The roots of progressive reform theory lie in the works of European thinkers such as Rousseau and Locke, but were expanded on by later proponents in both America and Europe, including John Dewey, Helen Pankhurst, Rudolf Steiner, and Maria Montessori. By far the most influential of these was Dewey, who prioritized the needs and individuality of the student over the sanctity of a school as a domineering institutional voice. Dewey considered it the responsibility of the education system to consider a student's psychological as well as intellectual development by nurturing children's instincts, curiosity, and inquiry. In practice, the Dewey system entailed classroom discussion and student engagement rather than reliance on rote memorization, straightforward textbook learning, or lectures. Implementing Dewey's educational theories also resulted in a proliferation of studies in creative arts and manual skills that would encourage a more balanced and autonomous individual.

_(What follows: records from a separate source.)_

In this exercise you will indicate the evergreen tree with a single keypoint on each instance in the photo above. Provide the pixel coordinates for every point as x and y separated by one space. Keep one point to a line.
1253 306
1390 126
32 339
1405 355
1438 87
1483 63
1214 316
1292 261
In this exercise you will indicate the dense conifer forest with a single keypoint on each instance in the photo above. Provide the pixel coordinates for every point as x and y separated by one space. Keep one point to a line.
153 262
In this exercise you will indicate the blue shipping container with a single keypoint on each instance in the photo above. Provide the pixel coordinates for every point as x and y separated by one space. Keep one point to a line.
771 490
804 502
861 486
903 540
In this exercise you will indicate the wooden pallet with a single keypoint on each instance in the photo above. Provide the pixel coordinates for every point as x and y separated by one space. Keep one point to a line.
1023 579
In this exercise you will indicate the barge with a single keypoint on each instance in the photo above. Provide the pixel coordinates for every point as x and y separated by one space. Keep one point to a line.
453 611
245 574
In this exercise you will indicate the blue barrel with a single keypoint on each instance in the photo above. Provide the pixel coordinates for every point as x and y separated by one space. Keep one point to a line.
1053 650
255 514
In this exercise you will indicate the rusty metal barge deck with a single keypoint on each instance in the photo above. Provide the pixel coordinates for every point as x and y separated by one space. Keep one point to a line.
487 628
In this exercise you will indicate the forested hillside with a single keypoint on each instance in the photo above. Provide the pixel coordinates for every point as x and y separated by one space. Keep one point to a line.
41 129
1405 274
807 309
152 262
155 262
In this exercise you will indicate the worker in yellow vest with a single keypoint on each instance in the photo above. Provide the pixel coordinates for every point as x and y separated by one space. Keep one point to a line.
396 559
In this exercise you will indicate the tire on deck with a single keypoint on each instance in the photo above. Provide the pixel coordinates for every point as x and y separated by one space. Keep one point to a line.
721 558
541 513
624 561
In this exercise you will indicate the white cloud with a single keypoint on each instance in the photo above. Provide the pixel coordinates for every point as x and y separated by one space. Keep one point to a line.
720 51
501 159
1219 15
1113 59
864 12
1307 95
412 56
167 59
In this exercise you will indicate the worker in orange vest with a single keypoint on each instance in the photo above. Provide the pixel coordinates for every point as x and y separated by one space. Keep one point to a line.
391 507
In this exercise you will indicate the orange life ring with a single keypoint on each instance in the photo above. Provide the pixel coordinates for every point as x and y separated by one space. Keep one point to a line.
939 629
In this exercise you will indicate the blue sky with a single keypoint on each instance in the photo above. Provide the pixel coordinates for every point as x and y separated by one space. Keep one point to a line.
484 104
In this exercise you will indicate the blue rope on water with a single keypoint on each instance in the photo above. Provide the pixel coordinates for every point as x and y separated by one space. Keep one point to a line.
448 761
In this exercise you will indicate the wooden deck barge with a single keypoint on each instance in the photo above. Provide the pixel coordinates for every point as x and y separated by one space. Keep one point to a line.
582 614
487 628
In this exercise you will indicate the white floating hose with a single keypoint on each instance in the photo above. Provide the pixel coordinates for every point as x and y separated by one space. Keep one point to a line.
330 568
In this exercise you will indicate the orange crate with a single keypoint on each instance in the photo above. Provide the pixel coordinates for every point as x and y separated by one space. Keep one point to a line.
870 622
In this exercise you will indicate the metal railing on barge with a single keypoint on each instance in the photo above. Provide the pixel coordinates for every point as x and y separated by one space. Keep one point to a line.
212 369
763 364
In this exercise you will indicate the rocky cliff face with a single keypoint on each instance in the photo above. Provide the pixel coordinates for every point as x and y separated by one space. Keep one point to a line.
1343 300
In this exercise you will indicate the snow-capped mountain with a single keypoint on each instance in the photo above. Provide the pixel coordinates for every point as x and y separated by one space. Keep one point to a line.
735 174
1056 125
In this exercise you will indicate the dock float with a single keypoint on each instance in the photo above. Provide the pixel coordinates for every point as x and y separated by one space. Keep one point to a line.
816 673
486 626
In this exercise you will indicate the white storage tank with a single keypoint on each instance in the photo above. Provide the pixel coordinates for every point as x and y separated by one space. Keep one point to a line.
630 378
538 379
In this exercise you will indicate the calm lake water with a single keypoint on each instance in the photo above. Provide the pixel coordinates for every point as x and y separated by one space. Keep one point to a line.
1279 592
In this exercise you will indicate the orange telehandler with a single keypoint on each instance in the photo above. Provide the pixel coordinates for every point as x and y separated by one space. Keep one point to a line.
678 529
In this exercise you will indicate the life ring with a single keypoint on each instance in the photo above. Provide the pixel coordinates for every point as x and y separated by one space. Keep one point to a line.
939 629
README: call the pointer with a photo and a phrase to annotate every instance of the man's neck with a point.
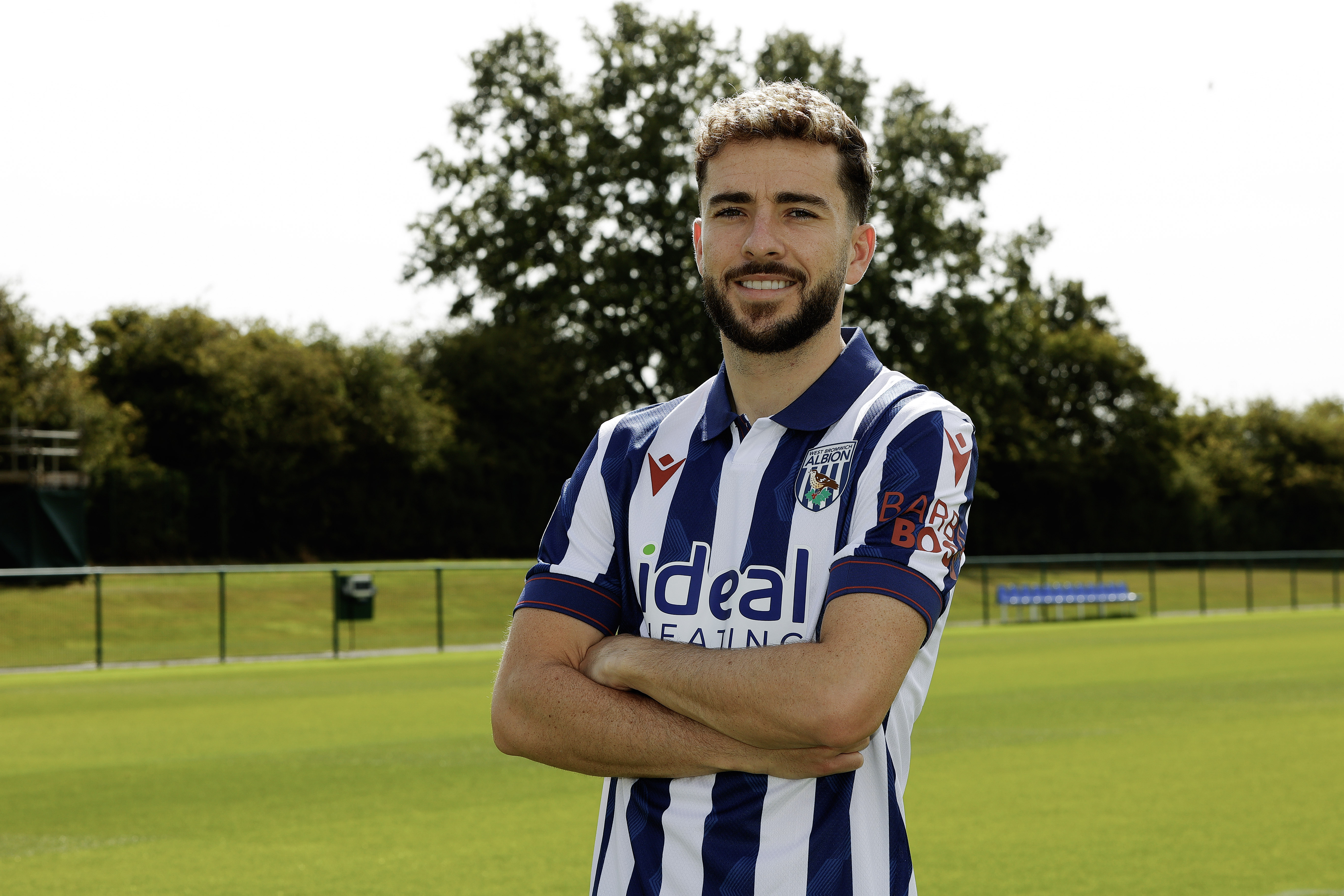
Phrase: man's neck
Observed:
(765, 385)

Dewey's ideas resemble those of Rudolf Steiner, the inspiration for Waldorf education. Steiner viewed childhood development and learning as comprising three stages: practical activity and creative experiences in early childhood; artistic identity and social awareness in elementary school; and critical reasoning and empathy in secondary school. Thus, Steiner wanted education to cultivate children's intellectual, artistic, and practical skills. In practice, Waldorf schools function very differently than conventional ones. For example, Waldorf education encourages a non-competitive environment, there are no textbooks from kindergarten through fifth grade, arts classes are considered essential and not a 'frill' or 'privilege,' and teachers often stay with a certain class for several consecutive years. The ultimate goal is to create ethically mature, socially adjusted citizens.
One of the primary obstacles to progressive educational reform lies in its accessibility; many progressive schools are elite, private institutions that are inherently segregated along racial and economic lines because only certain families can afford the tuition. This is antithetical to progressive education values of democracy, equality, and tolerance. Furthermore, standardized testing, which is aimed at 'objectively' assessing intellectual skill regardless of academic background, creates pressure across institutions that creates undemocratic disadvantages; economically privileged students are able to tutor and prepare for such tests, skewing access to college and scholarship opportunities that use the test results as benchmarks of aptitude.